Question:Have your experiences as a Foreign Service officer for the U.S. State Department in Europe helped you write your novels?
PIn the mid-1990’s, I was sent to Krakow, Poland as a diplomat. Although I originally went to do consular work (stamp visas and passports and help Americans who got into trouble), I found myself there at a unique moment in history. Many of the issues from the Holocaust, such as anti-Semitism, property restitution and preservation of the camps, had remained unresolved through the Cold War when dialogue and exchange were stifled, and they now had to be resolved before Poland could join NATO and the European Union. I was given responsibility for working on these issues, and I became very close to the surviving Jewish community there. I was profoundly moved by these experiences, both professionally and personally as a Jewish woman living in Poland. My books have been inspired by the things I’ve seen and the people I’ve met, especially in Europe. I’m moved to create stories based on the things I have witnessed.
Book Excerpt:“Books had become a luxury few Parisians could afford during the war and there were horrible stories of people burning them for kindling, or suing their pages for toilet paper. But some had instead brought them to places like this, selling them for a few francs in order to buy bread. The result is a shop bursting at the seams with books, piled haphazardly in floor-to-ceiling stacks ready to topple over at any moment. I run my hand over a dry cracked binding with affection. The titles are odd-old storybooks mixed with volumes about politics and poetry in a half a dozen languages and an abundance of war novels, for which it seems no one has the stomach anymore.”
About the book: As the world’s leaders gather in Paris following World War I to chart a new political order, one young girl suddenly finds herself at the center of it all in a city full of mysterious figures, foreign intrigue and dark, deadly passions. THE AMBASSADOR’S DAUGHTER (Harlequin MIRA, February 2013, $14.95 U.S./$17.95 CAN.) is bestselling author Pam Jenoff’s long-awaited follow-up to The Kommandant’s Girl and The Diplomat’s Wife.
When Margot Rosenthal’s diplomat father is summoned to Paris in 1919 as a German delegate to help rebuild a new world from the ashes of the Great War, Margot is eager to accompany him and delay her return to Berlin and her wounded fiancé, Stefan, who now feels like a stranger to her.
Although Margot spends her days frustrated by the overcrowded streets of Paris and her nights bored at her father’s dreary political functions, she nevertheless relishes what little freedom she has left before her impending marriage.

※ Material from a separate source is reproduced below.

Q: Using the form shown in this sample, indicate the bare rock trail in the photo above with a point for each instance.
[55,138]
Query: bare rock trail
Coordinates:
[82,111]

But Margot’s entire world is suddenly turned upside down when she strikes up new alliances with two separate people, each as different as night and day, but to both of whom Margot is drawn as strongly as a moth to a flame.
As Margot fights to suppress her burgeoning new desires, dark forces are at play, seeking to manipulate her for their own nefarious purposes. With the fate of the world looming, Margot finds herself being used as a pawn in a political chess match played by people who are willing to sacrifice the lives of everyone she holds dear to achieve their goals. For a girl who has never had freedom of choice before, suddenly Margot has too many choices to make, each more harrowing than the last.
About the Author: Pam Jenoff is the author of several novels, including The Kommandant’s Girl, which received widespread acclaim, earned her a nomination for a Quill Award and became an international bestseller. She previously served as a Foreign Service officer for the U.S. State Department in Europe, as the Special Assistant to the Secretary of the Army at the Pentagon and as a practicing attorney. She received her Juris Doctor from the University of Pennsylvania, her master’s degree in history from Cambridge University and her bachelor’s degree in international affairs from The George Washington University. Pam Jenoff lives with her husband and three children near Philadelphia where, in addition to writing, she teaches law school.